Séance du Grand Conseil du mardi 29 juin 2021, point 27 de l'ordre du jour
Documents
Transcriptions
Visionner le débat de ce point à l'ordre du jourJe remercie le Conseil d’Etat pour sa réponse. Il y a plus de dix ans, ensemble, le Conseil d’Etat et ce qui était alors un office avaient établi un plan quinquennal démontrant l’augmentation du nombre de situations que le désormais Service des curatelles et tutelles professionnelles (SCTP) aurait à traiter au vu des grandes réformes prévues, notamment la réforme dite des cas lourds, la suppression d’imposer des curatelles et la révision de la Loi sur les curatelles. Le plan quinquennal en question avait prévu 5000 cas à traiter par le SCTP dans les dix années qui suivraient : il avait raison, car nous en sommes effectivement, aujourd’hui, à près de 5000 dossiers. Malheureusement, pendant ces dix années, le Conseil d’Etat n’a pas tenu compte de ce plan, mais a paré au plus pressé, en engageant dans l’urgence et par centaines des collaborateurs en contrats à durée déterminée (CDD).

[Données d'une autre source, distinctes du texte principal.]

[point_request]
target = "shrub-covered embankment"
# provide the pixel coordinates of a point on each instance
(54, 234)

En 2016, notre ancienne collègue députée Christiane Jaquet-Berger avait interpellé le Conseil d’Etat sur les mêmes questions que nous discutons aujourd’hui. Dans sa réponse, le Conseil d’Etat de l’époque évoquait de grandes difficultés pour justifier la problématique de l’engagement de personnel en CDD et notamment le fait que 28 % des collaborateurs du SCTP étaient engagés en CDD – le problème existait déjà à l’époque. Toujours dans sa réponse, le Conseil d’Etat de l’époque reconnaissait les difficultés que pose la politique de gestion du personnel par recrutement de personnes en CDD. Il promet alors des améliorations et optimisations, sans préciser quelles mesures seraient prises. Déjà en 2014, la Commission de gestion avait fait une observation sur les mêmes questions.
Aujourd’hui, qu’en est-il ? Le service en est toujours au même point, avec une part de CDD excessive, alors que les difficultés de gestion du personnel et du travail d’équipe sont persistantes, depuis tellement d’années. Certes, les réformes évoquées ont joué un rôle dans ces difficultés, mais quand même. En dix ans, ne pas avoir anticipé les propres prévisions de l’Etat, c’est beaucoup trop long, notamment en regard de la politique des ressources humaines de ce service. Cela d’autant plus que les prévisions pour 2022 et 2023 existent : l’Etat lui-même les a établies. On pronostique qu’en 2022, plus de 5200 situations devront être suivies par le service, et plus de 5600 en 2023.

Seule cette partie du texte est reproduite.